The chief engineer stammered: “There were no technical errors, but a few words were not entirely clear.”
The emperor read the rescript again, tears in his eyes—and soon in the eyes of others in the room.
Each reading was only four and a half minutes long, but the speech spanned two records. The technicians picked the first set of records for the broadcast, but they kept all four, putting them in metal cases and then into khaki bags. The technicians, like everyone else in the palace, had heard rumors of a coup. They decided to stay there that night rather than attempt a return to the NHK broadcasting studio, out of fear that army mutineers would attempt to steal and destroy the recordings. A chamberlain placed the records in a safe in a small office used by a member of the empress’s retinue, a room normally off-limits to men. Then he hid the safe with a pile of papers.
* * *
In the early hours of August 15, Major Kenji Hatanaka, a fiery-eyed zealot, and Army Air Force Captain Shigetaro Uehara burst into the office of Lieutenant General Takeshi Mori, commander of the Imperial Guards Division. Hatanaka fatally shot and slashed Mori, and Uehara beheaded another officer. Hatanaka affixed Mori’s private seal to a false order directing the Imperial Guards to occupy the palace and its grounds, sever communications with the palace except through Division Headquarters, occupy NHK, and prohibit all broadcasts.

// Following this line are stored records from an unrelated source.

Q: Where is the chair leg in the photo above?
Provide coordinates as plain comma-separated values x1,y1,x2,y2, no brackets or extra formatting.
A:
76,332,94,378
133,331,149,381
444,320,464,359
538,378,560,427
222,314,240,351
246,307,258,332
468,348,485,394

Meanwhile, Major Hidemasa Koga, a staff officer with the Imperial Guards, was trying to recruit other officers into the plot. At the palace, soldiers supporting the coup, with bayonets affixed to their rifles, rounded up the radio technicians and imprisoned them in a barracks. Wearing white bands across their chests to distinguish themselves from guards loyal to the emperor, they stormed the palace and began cutting telephone wires.
Koga, hoping to find and destroy what he thought was the single record of the emperor’s message, ordered a radio technician to find it. The technician, unfamiliar with the palace, led several soldiers into the labyrinth. Soldiers roamed palace buildings, kicking in doors, flinging contents of chests onto the polished floors. The emperor remained in his quarters and watched through a slit in the steel shutters protecting his windows.
Lieutenant Colonel Takeshita, meanwhile, tried again to bring Anami into the plot. Anami once more declined. Instead, with Takeshita in the room, Anami knelt on a mat, drove a dagger into his stomach, and drew it across his waist. Bleeding profusely, he then removed the knife and thrust it into his neck; Takeshita pushed the knife deeper until Anami finally died.
Rebellious soldiers swarmed into the NHK building, locked employees in a studio, and demanded assistance so they could go on the air and urge the nation to fight on. Shortly before 5 a.m. on August 15, Hatanaka walked into Studio 2, put a pistol to the head of Morio Tateno, an announcer, and said he was taking over the 5 o’clock news show.